Lara Sati: “Kok malah aku yang harus di ampuni ih? Kalian mungkiiin haha.” Oh!

Lara Sati: “Minum obat apa bulah ? Obat stres ? Siap deh bagus! :-D” Oh!

Dira Lufita: “Tadi aku sama bulah udah makan bodreksin di bagi dua , di rendos pake sendok soalnya takut MELAG , :-D :-D” Melag itu seperti menyangkut dalam tenggorokan. Saya enggak tahu apa itu bahasa nasionalnya.

Falah Fauziah: “Haha.. Dira ini di rendos juga masih melag lohh hhaa,” Tenggorokan bulah sepertinya kecil.

Lara Sati: “Sssstttt kaka udah ya , sok minum obat nya yang banyak yah :-D” Lara berkata ‘kaka’ kepada Falah.

Falah Fauziah: “Enggak ah shaum.” Wesss, Falah setidaknya mau sombong meskipun sebenarnya tidak.

Fikri Abdillah: “dianggap orang asing.. :’(“ Sepertinya Galang ingin menunjukkan kepada dunia bahwa dirinya sedang bersedih.

Falah Fauziah: “Haha.. Jangan pundung ih kang.” Haha Galang disebut ‘akang’.

Lara Sati: “Eh iya salah A maaf , orang gak aneh atuh ya :-D” Lara terkesan orang yang baik seketika meminta maaf.

Mira Mariana: “hahaha yang punya akunnya kemana.” Mira itu teman saya. Katanya dia perempuan.

Nahi Fahmi: “Duh, saudara-saudara, yang membuat status ini mah orang yang hack akun saya, Nahi. Tadi Dira, Lara sama Falah minta maaf juga sedih udah ngelakuin “peng-hack-an yang direncanakan”. Juga mereka mau nraktir mie ayam dan coklat pas kuliah udah masuk, katanya. @Mira,” saya mulai menulis di komentar.

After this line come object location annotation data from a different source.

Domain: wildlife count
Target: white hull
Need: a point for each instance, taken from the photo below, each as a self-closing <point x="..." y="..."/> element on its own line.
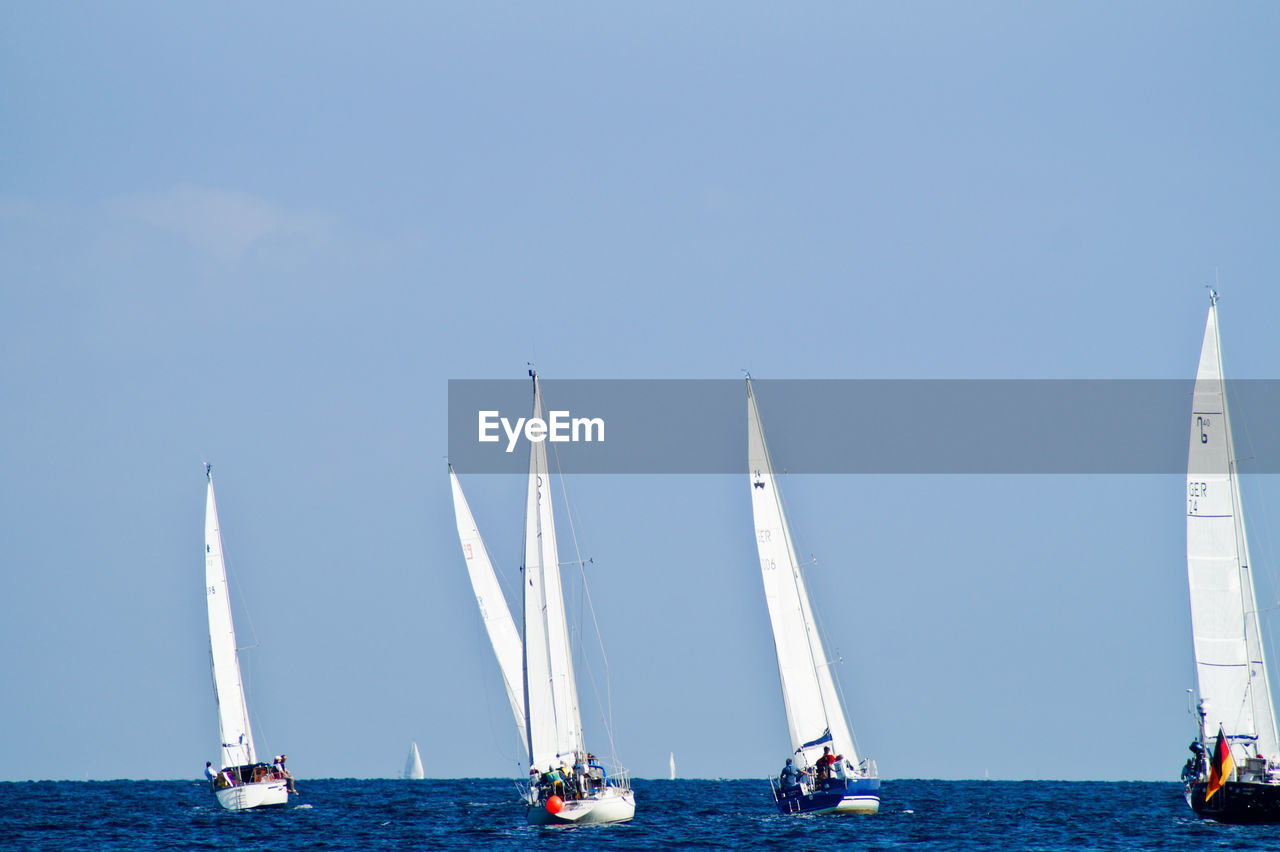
<point x="612" y="806"/>
<point x="858" y="805"/>
<point x="243" y="797"/>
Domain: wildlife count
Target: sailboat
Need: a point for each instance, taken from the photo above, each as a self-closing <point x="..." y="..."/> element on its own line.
<point x="243" y="782"/>
<point x="414" y="764"/>
<point x="566" y="784"/>
<point x="1234" y="773"/>
<point x="828" y="775"/>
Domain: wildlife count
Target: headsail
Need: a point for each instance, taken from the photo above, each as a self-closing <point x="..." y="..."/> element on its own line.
<point x="493" y="607"/>
<point x="237" y="737"/>
<point x="1230" y="664"/>
<point x="814" y="713"/>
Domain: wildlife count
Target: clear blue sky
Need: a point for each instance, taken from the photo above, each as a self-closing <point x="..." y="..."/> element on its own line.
<point x="266" y="236"/>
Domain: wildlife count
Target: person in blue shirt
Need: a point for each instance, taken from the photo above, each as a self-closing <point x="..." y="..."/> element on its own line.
<point x="791" y="775"/>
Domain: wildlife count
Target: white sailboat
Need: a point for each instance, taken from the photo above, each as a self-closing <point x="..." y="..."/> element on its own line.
<point x="567" y="786"/>
<point x="414" y="764"/>
<point x="1234" y="774"/>
<point x="243" y="782"/>
<point x="824" y="774"/>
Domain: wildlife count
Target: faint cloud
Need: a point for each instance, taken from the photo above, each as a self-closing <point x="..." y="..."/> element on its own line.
<point x="222" y="221"/>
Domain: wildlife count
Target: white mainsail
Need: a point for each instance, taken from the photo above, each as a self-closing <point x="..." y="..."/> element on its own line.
<point x="553" y="720"/>
<point x="1230" y="665"/>
<point x="237" y="738"/>
<point x="414" y="764"/>
<point x="816" y="717"/>
<point x="493" y="607"/>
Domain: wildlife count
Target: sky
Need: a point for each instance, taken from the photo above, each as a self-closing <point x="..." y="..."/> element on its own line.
<point x="268" y="236"/>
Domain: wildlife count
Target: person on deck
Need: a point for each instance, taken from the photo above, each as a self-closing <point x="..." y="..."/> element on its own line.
<point x="791" y="775"/>
<point x="824" y="764"/>
<point x="288" y="775"/>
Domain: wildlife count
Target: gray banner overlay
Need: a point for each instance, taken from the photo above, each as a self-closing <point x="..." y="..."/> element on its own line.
<point x="863" y="426"/>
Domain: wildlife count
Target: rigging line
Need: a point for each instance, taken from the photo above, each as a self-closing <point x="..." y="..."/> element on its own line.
<point x="1244" y="569"/>
<point x="586" y="594"/>
<point x="1267" y="548"/>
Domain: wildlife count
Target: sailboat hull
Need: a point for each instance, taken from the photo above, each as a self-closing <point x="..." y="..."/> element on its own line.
<point x="1239" y="802"/>
<point x="836" y="796"/>
<point x="243" y="797"/>
<point x="612" y="805"/>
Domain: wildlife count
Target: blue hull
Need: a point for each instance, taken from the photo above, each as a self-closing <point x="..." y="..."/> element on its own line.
<point x="835" y="796"/>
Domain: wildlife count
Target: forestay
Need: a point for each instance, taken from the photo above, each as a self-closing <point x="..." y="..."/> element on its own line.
<point x="1230" y="664"/>
<point x="814" y="713"/>
<point x="237" y="738"/>
<point x="493" y="607"/>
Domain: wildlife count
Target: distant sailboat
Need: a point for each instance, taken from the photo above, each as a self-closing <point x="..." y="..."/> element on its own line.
<point x="544" y="681"/>
<point x="1234" y="773"/>
<point x="243" y="782"/>
<point x="816" y="715"/>
<point x="414" y="764"/>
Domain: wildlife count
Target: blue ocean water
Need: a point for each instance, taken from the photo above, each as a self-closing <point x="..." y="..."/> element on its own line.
<point x="484" y="814"/>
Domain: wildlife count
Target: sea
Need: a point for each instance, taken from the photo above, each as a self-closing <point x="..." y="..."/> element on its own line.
<point x="485" y="814"/>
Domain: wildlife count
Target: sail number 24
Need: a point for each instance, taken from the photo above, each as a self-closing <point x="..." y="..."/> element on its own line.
<point x="1194" y="491"/>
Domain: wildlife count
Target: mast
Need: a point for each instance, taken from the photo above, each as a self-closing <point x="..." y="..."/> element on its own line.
<point x="552" y="710"/>
<point x="816" y="715"/>
<point x="1230" y="663"/>
<point x="494" y="612"/>
<point x="233" y="725"/>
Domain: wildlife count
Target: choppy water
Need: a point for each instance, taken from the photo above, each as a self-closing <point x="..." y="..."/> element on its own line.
<point x="484" y="814"/>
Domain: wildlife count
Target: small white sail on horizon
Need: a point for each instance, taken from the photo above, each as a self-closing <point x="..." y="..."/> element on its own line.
<point x="242" y="782"/>
<point x="414" y="764"/>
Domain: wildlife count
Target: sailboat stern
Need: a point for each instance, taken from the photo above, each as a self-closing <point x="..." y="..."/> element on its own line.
<point x="243" y="797"/>
<point x="833" y="796"/>
<point x="608" y="805"/>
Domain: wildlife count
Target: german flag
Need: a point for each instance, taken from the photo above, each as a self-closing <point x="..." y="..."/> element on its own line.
<point x="1220" y="766"/>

Mira Mariana: “hahaha wihh di hack.hahhaa kasian :-D asik kecipratan atuh aku ya Nahi.” Ya, kecipratan air hujan!

Lara Sati: “Kamu terus-terusan ih itu coklat hahaha @Nahi.” Saya memang seperti itu sama mereka, suka bilang kalau mereka punya janji mau beliin saya coklat, padahal aslinya enggak.

Falah Fauziah: “Masih berlanjut juga ini komenan teh haha.”

Itulah mereka, si para teman-teman di status Facebook saya yang tiba-tiba muncul itu. Tapi setidaknya saya selalu bersyukur atas kehadiran mereka. Karena mereka selalu saja berjanji akan mentraktirku mie ayam dan coklat kesukaan saya.



Bandung, 11 Februari 2016. Saat hujan di bagian bulan.